Boris Johnson has, unsurprisingly, rejected Nicola Sturgeon's latest request for a second independence referendum.
In a short letter to the First Minister sent this morning, and published on Twitter, the Prime Minister ruled out granting a Section 30 Order which would transfer the powers needed for the Scottish Government to hold a referendum.
Mr Johnson was responding to a letter from Ms Sturgeon sent before Christmas, which claimed the General Election had given the SNP a mandate for indyref2. The SNP also sent the Prime Minister a document entitled "Scotland's Right to Choose" which the party said laid out the "democratic case" for a second referendum. It also asked that the power to hold independence referendums be transferred from Westminster to Holyrood permanently.
READ MORE: Nicola Sturgeon's letter on independence sent to Boris Johnson in full
Nicola Sturgeon has already responded - also on Twitter. She said: "Tories are terrified of Scotland’s right to choose - because they know that when given the choice we’ll choose independence. Tories have no positive case for the union - so all they can do is attempt to deny democracy. It will not stand.
"The problem for the Tories is the longer they try to block democracy, the more they show the Westminster union is not one of equals and fuel support for independence. This response predictable - but also unsustainable and self defeating. Scotland will have the right to choose."
Her response was not unpredictable. But it does not lay out what the SNP believes it will now be able to do - and the options are few.
So what happens now?
Just yesterday two highly respected constitutional academics, Professor Aileen McHarg and Chris McCorkindale laid out why a legal challenge would be unlikely to succeed, should it end up in court.
Ms Sturgeon and her constitution relations minister Mike Russell have previously mooted the idea of legal action, however in their report yesterday, McHarg and McCorkindale said there were "no legal short cuts" to independence.
Further, they said any attempt by the First Minister to press ahead with a legal challenge would likely fail as there's no legal duty on the UK government to grant a Section 30 Order. However, they also admitted that the matter has never been tested in court and it is likely the Scottish Government will fully explore how far they can go down that route.
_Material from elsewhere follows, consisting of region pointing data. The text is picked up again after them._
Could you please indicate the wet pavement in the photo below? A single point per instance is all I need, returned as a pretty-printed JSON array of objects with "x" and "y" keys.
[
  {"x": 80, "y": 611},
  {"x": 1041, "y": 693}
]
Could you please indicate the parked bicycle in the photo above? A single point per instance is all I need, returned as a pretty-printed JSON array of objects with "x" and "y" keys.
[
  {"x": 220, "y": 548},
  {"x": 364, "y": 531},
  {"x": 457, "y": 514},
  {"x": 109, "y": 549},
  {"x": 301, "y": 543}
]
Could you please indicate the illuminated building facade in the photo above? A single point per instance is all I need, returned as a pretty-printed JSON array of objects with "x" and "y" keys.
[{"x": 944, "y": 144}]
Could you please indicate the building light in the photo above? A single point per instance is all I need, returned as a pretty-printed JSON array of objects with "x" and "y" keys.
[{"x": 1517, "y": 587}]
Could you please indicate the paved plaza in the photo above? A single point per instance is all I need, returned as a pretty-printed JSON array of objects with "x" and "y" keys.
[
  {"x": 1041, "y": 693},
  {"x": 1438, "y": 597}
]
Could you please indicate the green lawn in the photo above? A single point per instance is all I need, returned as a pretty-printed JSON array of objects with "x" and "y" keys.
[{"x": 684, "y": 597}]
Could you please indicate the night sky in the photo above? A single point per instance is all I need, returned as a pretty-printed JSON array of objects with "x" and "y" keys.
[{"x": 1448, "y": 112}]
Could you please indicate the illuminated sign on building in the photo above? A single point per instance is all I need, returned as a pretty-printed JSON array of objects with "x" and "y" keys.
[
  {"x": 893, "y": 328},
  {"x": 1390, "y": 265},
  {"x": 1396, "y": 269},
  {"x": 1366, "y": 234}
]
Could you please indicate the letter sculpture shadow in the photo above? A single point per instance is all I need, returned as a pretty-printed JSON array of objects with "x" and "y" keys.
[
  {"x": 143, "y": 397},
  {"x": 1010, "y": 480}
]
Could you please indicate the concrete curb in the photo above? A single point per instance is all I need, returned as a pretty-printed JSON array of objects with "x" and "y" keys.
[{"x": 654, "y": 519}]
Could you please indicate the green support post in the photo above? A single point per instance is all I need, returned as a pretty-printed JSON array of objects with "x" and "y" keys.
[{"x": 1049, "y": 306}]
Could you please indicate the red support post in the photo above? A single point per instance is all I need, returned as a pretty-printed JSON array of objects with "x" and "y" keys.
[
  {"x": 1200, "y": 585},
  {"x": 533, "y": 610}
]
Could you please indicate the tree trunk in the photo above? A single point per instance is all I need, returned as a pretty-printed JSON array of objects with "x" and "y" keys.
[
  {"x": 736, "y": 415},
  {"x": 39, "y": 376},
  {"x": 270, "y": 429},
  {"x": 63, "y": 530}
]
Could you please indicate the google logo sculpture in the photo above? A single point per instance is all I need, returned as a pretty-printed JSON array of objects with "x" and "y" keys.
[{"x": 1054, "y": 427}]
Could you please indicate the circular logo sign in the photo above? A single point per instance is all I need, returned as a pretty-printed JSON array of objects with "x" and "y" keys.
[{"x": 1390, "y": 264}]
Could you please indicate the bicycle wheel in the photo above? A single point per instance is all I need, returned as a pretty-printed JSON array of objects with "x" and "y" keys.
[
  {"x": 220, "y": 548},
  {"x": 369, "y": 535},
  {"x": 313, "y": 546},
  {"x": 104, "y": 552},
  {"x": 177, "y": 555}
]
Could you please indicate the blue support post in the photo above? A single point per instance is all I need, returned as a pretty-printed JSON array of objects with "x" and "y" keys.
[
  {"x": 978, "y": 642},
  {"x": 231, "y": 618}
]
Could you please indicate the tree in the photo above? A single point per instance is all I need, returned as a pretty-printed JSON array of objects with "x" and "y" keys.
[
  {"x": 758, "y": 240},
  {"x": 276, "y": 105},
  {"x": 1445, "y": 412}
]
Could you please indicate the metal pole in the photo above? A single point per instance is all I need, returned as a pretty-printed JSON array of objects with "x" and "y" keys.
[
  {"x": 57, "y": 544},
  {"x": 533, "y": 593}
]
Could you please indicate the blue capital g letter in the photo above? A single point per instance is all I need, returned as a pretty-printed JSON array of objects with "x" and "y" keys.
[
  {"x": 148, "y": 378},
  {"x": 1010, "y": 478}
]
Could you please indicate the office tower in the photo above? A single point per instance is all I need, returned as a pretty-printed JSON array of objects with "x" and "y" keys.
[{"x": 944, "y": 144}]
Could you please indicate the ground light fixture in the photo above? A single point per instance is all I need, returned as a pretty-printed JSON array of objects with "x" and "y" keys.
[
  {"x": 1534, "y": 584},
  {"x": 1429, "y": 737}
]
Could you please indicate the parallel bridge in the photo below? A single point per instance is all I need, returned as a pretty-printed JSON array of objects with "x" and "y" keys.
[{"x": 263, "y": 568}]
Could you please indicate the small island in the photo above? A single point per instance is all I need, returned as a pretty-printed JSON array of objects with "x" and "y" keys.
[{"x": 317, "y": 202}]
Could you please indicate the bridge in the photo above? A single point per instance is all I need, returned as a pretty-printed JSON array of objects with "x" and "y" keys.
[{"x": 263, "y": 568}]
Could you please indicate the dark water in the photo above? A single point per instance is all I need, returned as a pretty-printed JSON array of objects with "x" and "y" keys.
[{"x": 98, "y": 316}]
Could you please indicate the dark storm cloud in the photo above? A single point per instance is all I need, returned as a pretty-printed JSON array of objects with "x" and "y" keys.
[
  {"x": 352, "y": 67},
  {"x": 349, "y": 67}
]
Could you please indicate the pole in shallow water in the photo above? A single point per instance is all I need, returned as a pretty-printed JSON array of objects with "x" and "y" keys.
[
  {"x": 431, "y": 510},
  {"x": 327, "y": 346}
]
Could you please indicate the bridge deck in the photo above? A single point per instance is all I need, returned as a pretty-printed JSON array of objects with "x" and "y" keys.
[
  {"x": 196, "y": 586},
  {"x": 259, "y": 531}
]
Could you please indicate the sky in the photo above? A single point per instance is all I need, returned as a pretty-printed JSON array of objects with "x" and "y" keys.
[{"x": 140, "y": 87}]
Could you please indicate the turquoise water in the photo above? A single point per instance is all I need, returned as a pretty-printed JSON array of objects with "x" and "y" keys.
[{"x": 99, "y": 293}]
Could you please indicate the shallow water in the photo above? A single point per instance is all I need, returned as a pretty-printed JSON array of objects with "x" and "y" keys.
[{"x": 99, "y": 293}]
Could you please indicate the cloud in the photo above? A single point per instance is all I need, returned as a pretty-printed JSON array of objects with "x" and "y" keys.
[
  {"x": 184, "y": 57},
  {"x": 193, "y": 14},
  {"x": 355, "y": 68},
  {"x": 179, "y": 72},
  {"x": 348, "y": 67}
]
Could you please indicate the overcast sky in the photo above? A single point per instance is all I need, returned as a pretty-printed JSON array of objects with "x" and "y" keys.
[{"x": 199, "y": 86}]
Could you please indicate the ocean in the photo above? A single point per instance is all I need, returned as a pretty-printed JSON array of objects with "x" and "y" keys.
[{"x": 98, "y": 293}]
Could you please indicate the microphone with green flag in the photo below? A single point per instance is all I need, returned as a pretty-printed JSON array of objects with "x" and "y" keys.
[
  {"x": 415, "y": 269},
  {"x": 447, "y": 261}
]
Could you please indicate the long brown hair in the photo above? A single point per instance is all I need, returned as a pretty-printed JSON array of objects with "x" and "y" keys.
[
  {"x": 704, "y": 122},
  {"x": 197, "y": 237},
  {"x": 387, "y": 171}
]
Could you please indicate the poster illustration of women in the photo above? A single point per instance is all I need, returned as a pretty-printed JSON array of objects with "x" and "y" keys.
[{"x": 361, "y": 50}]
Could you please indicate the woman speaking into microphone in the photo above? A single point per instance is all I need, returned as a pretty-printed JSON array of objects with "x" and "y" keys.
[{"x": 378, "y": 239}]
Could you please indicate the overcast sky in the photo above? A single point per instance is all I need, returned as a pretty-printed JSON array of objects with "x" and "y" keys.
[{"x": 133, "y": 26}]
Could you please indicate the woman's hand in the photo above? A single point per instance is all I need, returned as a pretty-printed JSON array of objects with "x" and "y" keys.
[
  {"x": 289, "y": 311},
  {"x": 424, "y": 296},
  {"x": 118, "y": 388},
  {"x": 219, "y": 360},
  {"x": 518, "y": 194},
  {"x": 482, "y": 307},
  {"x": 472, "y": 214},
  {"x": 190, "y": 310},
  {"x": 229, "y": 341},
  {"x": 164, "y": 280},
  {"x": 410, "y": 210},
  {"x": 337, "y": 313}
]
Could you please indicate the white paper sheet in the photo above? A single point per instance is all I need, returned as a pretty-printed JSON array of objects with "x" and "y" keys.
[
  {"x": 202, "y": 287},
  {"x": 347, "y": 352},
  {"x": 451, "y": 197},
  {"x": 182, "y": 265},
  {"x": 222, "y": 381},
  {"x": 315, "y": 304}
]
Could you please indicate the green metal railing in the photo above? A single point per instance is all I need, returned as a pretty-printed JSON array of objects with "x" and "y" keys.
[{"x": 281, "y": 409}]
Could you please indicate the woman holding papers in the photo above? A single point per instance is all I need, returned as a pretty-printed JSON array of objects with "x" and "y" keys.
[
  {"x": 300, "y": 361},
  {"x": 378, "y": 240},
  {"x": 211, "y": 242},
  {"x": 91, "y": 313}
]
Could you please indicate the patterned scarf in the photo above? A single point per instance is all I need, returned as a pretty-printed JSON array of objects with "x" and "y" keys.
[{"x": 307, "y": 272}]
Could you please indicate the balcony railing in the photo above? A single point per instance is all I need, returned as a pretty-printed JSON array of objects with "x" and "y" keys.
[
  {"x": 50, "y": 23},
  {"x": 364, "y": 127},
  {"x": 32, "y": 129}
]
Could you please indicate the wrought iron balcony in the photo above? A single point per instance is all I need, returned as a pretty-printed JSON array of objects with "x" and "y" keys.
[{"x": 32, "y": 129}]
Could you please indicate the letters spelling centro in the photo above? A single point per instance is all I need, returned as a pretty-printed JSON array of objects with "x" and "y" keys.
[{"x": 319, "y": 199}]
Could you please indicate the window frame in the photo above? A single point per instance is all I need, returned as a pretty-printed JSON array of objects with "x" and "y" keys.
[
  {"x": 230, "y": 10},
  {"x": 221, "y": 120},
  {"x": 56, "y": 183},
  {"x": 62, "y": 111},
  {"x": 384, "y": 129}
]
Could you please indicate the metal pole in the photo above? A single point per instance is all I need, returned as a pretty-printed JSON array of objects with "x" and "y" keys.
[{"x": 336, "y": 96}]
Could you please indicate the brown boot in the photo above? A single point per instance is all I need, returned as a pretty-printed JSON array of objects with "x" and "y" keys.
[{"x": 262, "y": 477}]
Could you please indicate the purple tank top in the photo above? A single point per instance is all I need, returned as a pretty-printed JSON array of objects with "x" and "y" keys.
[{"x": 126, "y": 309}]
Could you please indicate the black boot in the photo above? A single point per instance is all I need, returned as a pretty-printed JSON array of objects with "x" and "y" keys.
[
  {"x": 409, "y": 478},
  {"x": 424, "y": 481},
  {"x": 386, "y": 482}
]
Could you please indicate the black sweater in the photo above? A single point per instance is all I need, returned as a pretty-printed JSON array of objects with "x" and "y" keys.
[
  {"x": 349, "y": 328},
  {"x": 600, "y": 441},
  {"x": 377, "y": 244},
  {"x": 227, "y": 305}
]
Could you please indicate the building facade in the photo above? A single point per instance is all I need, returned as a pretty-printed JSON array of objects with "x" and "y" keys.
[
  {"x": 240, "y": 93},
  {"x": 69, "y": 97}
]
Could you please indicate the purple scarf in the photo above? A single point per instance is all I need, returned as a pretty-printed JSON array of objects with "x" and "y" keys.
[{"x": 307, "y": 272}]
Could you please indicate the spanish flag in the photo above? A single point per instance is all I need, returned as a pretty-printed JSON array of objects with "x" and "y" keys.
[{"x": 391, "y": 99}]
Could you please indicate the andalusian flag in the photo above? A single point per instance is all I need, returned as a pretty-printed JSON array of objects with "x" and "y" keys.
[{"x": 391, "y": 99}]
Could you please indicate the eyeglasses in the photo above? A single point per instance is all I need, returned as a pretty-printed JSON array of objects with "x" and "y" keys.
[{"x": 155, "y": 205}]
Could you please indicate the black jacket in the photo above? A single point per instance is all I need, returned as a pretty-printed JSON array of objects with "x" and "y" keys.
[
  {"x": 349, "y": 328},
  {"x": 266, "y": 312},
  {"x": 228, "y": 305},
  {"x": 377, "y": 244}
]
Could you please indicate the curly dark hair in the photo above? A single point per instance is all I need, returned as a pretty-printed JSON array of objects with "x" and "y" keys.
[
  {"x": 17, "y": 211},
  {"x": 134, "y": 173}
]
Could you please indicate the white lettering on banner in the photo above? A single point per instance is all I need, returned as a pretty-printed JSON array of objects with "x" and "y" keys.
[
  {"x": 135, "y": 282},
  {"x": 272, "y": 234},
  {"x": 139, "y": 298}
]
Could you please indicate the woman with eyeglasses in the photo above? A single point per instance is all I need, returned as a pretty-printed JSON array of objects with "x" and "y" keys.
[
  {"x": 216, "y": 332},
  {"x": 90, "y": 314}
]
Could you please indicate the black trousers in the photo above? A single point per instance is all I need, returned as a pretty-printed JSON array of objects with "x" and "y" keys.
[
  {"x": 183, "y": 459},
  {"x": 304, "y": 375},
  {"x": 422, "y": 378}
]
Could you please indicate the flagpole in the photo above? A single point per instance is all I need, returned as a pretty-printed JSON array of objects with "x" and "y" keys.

Legal issues aside, an attempt to hold an "advisory referendum" could be met with a refusal by Scottish councils - the bodies which run elections - to co-operate in organising the ballot and count, and a refusal by voters who want to remain in the UK to take part in the vote at all.
When she launched the Scotland's Right to Choose document Nicola Sturgeon said she supported civil displays of demands for independence - and marches of the kind seen in Glasgow at the weekend, attended by tens of thousands of independence supporters, will no doubt now increase in frequency. Whether they will increase in numbers however - and take place anywhere else in Scotland - is yet to be seen.
The real test of what Scots really think on the holding of indyref2 will come next year in the Holyrood elections. Without a doubt the SNP will frame that election as a referendum on a referendum - a vote for them will be equal to a demand for a second independence vote. And of course the fall-out from leaving the EU will be known, which could sway Remain voters into backing an SNP which promises an independent Scotland would rejoin the European Union.
Certainly, if the SNP win an outright majority, its claim for a second referendum will be far tougher for Boris Johnson and others to ignore. Scottish Secretary Alister Jack will be kicking himself for ever uttering the words that such an outcome would constitute a "democratic mandate".
Opposition parties will, of course, attempt to change that election framing and to focus on the SNP's record in government, but as has been proved time and again since 2014, in Scotland elections are all about the constitution, stupid.